For fun, I’ve started on a provisional patch which separates the single capture+compress operation into two separate operations. Now, the JS first calls the appropriate screenshot method to do capture.

When the callback comes back, we’ve got a capture but nothing has been compressed or written to disk — the perfect time to start modifying the screen by starting a visual flash effect! If the capture succeeded, it’s also the time to call a new method to compress & write the previously-captured image to disk.

This seems relatively straightforward to do by untangling and re-tangling some code. Everything’s already wrapped in an asynchronous GTask, and it’s mostly separating out and duplicating and de-duplicating a couple bits.

Patch is in progress, but I haven’t built or tested it yet because I’m still figuring out how to test a custom version of the latest development GNOME Shell on a desktop running a current release OS. :)

And that adventure, dear readers, will be the subject of our next post!

Parallelizing PNG compression, part 1

I’ve noticed that on my Linux workstation (an older CPU with a current graphics card and dual 4K monitors) taking screenshots by pressing “PrintScreen” in the GNOME desktop seems really slow: specifically, there is a long delay of a second or more between tapping the key and the start of the audiovisual “camera flash” feedback.

Profiling with the “perf” tool and checking the actual source for gnome-shell confirmed three things:

  1. gnome-shell doesn’t start the camera flash effect until after the screenshot is saved to disk as a PNG file, meaning the delay is mostly up to the PNG image compression.
  2. PNG compression is slow, and single-threaded! It takes about 1.25s to save a 7680×2160 desktop screenshot PNG on this machine; 0.75s on my faster laptop. A top of the line modern workstation can probably hit 0.5s, but that’s still a longish delay for feedback of a keyboard event.
  3. The two biggest contributors to CPU time are filtering the output pixels before compression (part of libpng), and the actual “deflate” compression (part of zlib).

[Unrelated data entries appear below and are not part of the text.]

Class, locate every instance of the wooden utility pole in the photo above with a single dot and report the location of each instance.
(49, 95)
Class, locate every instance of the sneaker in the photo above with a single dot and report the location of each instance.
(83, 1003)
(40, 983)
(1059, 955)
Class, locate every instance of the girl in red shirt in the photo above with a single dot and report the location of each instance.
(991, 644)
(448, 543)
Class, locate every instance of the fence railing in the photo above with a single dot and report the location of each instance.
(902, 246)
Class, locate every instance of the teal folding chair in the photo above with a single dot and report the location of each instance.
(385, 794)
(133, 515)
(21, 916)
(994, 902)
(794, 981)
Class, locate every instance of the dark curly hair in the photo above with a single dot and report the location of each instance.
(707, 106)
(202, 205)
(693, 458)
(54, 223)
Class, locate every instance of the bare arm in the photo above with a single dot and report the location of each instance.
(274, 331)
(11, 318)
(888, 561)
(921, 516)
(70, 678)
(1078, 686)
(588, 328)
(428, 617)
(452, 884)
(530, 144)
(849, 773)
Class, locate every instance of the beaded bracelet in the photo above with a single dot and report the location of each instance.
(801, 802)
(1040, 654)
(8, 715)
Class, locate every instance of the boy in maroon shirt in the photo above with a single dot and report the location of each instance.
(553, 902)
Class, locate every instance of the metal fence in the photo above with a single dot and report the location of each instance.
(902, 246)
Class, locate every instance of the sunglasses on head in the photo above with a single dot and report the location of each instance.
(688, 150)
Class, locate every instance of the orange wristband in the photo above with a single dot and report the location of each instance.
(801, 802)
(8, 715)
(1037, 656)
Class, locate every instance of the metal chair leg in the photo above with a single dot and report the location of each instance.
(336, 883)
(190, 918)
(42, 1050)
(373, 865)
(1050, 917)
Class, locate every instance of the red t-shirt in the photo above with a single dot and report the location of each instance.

I’ve divided the problem up into two areas to work on, one of which looks easy and one of which looks tractable but is a little more work to do right:

  1. Patch gnome-shell to split the screenshot provider into separate “capture” and “write” steps, then start the camera flash effect after capture to run in parallel with the compression. On most machines the screenshot will already be compressed before the visual effect finishes, making it seem instantaneous! On corner cases like mine, it’ll still feel fast, but the PNG may not be available until after the flash finishes.
  2. Create a library to write PNGs using multithreading [for the actual filter/compression stages] (either as a helper for libpng, or standalone), and figure out how to get it used in various places. (My screenshot case would be gdk-pixbuf.)

The patch for gnome-shell is mostly written but I haven’t yet figured out how to build and test the latest gnome-shell on Fedora 28. :) Will poke at that in a bit.

For parallelizing the actual compression, I found a number of tools to do multithreaded gzip/deflate wrapping around regular zlib, and one old half-finished experiment at specifically doing so for PNG saving. Learn more about them in our upcoming blog post part 2! (ooh! exciting!)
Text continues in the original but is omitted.